Structural labor market challenges in the aged care industry in Spain and the scarcity of professionalization in this sector in Colombia can be seen as two sides of the same coin. They represent a unique opportunity to create a mutually beneficial labor mobility program between these two nations, inspired by the Global Skills Partnership (GSP) model. Such a program would address both the shortage of workers and skills in the industry in Spain and Colombia, and ultimately benefit elderly populations in both countries.
As part of the scoping work in Ibero-America, the LaMP team undertook several trips to Colombia and Spain to discover the needs of the aged care industry, engage with new stakeholders and identify key factors to design a labor mobility program.
During these visits, we established an extensive network of key stakeholders, including governments, training organizations, business associations, and employers. In Spain, we held working meetings with the Ministry of Inclusion, Social Security, and Migration to discuss priorities, brainstorm program possibilities, and identify potential constraints. In Colombia, we confirmed that professionalization and regulation of the aged care sector is one of the key policy priorities.
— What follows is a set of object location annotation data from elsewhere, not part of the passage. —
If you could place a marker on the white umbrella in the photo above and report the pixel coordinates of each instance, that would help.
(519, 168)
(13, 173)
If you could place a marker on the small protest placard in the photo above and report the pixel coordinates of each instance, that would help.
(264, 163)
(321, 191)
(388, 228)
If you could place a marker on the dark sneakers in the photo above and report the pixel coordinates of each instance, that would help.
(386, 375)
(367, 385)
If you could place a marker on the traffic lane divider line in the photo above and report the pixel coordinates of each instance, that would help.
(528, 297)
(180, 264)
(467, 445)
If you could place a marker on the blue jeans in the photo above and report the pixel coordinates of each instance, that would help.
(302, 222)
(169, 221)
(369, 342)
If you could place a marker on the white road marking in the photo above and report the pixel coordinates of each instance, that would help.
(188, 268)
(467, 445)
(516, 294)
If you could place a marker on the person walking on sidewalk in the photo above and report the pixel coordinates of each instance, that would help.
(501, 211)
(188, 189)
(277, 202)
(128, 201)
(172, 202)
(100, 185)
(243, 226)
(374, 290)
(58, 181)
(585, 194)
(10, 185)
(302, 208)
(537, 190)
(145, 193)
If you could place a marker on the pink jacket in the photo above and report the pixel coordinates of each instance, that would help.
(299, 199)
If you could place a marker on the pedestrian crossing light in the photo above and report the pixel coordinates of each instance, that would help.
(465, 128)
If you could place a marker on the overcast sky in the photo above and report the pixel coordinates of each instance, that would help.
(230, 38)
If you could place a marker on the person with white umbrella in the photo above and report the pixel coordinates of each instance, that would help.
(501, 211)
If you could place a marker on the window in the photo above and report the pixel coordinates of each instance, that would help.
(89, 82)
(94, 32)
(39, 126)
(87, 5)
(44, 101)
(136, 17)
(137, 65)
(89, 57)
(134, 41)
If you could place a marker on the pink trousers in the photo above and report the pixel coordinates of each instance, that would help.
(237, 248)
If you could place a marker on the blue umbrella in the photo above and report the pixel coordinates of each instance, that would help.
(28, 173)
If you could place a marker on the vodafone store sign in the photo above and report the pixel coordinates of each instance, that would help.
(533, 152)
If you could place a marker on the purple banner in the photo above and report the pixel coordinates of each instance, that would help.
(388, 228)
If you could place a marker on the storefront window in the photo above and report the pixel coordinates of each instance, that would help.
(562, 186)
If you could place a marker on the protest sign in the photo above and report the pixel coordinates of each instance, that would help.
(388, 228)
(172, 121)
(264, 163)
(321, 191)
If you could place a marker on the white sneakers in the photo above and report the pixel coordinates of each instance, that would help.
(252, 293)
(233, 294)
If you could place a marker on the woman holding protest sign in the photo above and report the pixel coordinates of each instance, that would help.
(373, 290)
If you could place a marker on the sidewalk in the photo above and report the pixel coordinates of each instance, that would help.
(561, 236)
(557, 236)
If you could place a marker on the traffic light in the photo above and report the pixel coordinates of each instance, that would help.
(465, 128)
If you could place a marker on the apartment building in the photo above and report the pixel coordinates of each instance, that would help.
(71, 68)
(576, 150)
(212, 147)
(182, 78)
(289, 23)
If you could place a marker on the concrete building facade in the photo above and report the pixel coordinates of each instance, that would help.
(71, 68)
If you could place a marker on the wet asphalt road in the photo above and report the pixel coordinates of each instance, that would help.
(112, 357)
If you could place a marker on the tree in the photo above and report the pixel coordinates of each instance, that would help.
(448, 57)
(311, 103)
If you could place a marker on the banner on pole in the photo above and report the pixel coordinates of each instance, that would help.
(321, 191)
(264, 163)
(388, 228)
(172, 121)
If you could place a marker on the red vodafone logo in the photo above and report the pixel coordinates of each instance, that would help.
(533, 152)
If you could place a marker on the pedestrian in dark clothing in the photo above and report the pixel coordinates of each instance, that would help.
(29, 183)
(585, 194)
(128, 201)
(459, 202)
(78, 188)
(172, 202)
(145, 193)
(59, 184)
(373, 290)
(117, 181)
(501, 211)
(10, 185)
In meetings with different public institutions, we learned about the key legislation, such as the National Development Plan 2022-2026 and Public Policy for Elderly People 2022-2031, that highlight this topic as a national priority. We also attended the Latin American Congress on Gerontology and Geriatrics in Medellin, where we gained insights into the region’s main trends in aged care and connected with practitioners, employers, and experts.
Qualified workers are central to providing quality care in the aged care industry. While the level of maturity of the industry varies in each country, they both face similar challenges in delivering quality care to older populations. Spain has a large offering of specialized training but lacks a sufficient number of workers and a clear career path for aged care professionals. On the other hand, Colombia has an abundance of caregivers with empirical knowledge but offers few tailored courses in aged care. A labor mobility program that combines entry-level training in Colombia with potential career advancement opportunities in Spain could generate significant human capital gains for both countries, increasing quality when delivering this service to older populations in both countries.
Shared language and available legal pathways in Spain are key advantages for such program. However, there are complexities to navigate. Occupational and legal requirements differ between the two countries, requiring a skills validation process, which can be lengthy and bureaucratic. Additionally, extensive coordination with multiple local partners and alignment with local legislation will have to be an essential part of the program due to the industry’s significance in different geographical zones of Colombia and Spain. Despite these potential complications, the LaMP team has received significant interest from both countries’ stakeholders, which bodes well for the program’s success. For instance, we were invited to speak at a local event in Colombia to discuss labor mobility with employers in the aged care industry.
Building on our learnings so far, the LaMP team is currently working to identify technical aspects, potential partners, costs and roles for a pilot to be implemented over the next year.